3/- for traded value above 15,000 crore
Charges have been brought down
over the years in the futures and options segment as well. In July 2001, for both futures and options a
fee was levied (after an initial waiver in 2000) at Rs. 2/- for a lakh of
trade. In 2005, charges on options began to be levied on just the premium and
not the traded value. In 2009, on futures fees was brought down to Rs 1.90 per
lakh for traded value up to the first 2500 crore and Rs 1.75 for traded value
above 15,000 crore.
The Exchange has been providing
various modes of connectivity to its members and other market participants,
namely, VSAT, leased lines, NOW, MPLS(which gives a different mode of
connectivity for members in smaller cities)
etc.
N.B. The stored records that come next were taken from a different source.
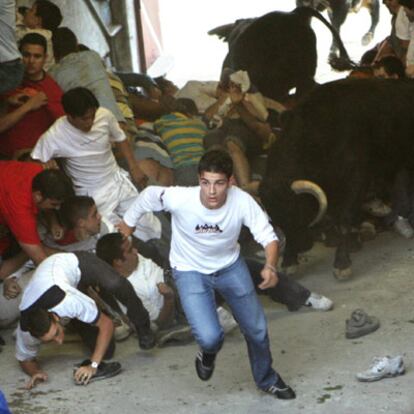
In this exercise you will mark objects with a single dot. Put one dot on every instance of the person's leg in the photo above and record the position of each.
(198, 302)
(235, 285)
(96, 272)
(287, 291)
(89, 335)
Within leased line connectivity, the Exchange has provided multiple
options to suit the varying needs of the members. Currently a large number of
small and medium sized members connect to the Exchange, using either the “A”
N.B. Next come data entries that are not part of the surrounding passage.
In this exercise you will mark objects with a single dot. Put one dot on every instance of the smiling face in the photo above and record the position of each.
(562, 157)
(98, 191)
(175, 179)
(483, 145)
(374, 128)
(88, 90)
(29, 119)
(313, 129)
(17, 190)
category (40 message) Leased Line or a VSAT. As stated above, the Exchange
constantly endeavours to provide the most cost efficient mode of connectivity,
to access the trading platform of the Exchange, especially keeping in mind the
needs of its medium and small members.
This move comes after connectivity costs were reduced in 2009 and 2010, when the cost of the leased line or VSAT situated in rural and semi-urban areas was offset against transaction charges due from the member. This was done in September 2009, for VSATS and in May 2010, for leased lines.
The Exchange had introduced
highly robust, reliable and resilient IP based trading network four years ago,
with 12 Points of presence (POPs), three in Mumbai, two in Delhi, two in
Kolkata, one each at Chennai and Ahmedabad, as well as in smaller cities like
Rajkot, Jaipur and Kochi. These POP’s have reduced leased line charges for the
up country members drastically. The network has also facilitated higher
bandwidth of 2 Mbps, expansion in a cost effective manner, scalability and
better uptime.
Press Release No. 2
Market-wide Position Limit in PANTALOONR
The derivative contracts in the underlying PANTALOONR have
crossed 95% of the market-wide position limit on September 17, 2012. It is
hereby informed that all clients/ members shall trade in derivative contracts
of PANTALOONR by offsetting their existing positions till the open interest
comes down to 80% of the market wide position limit.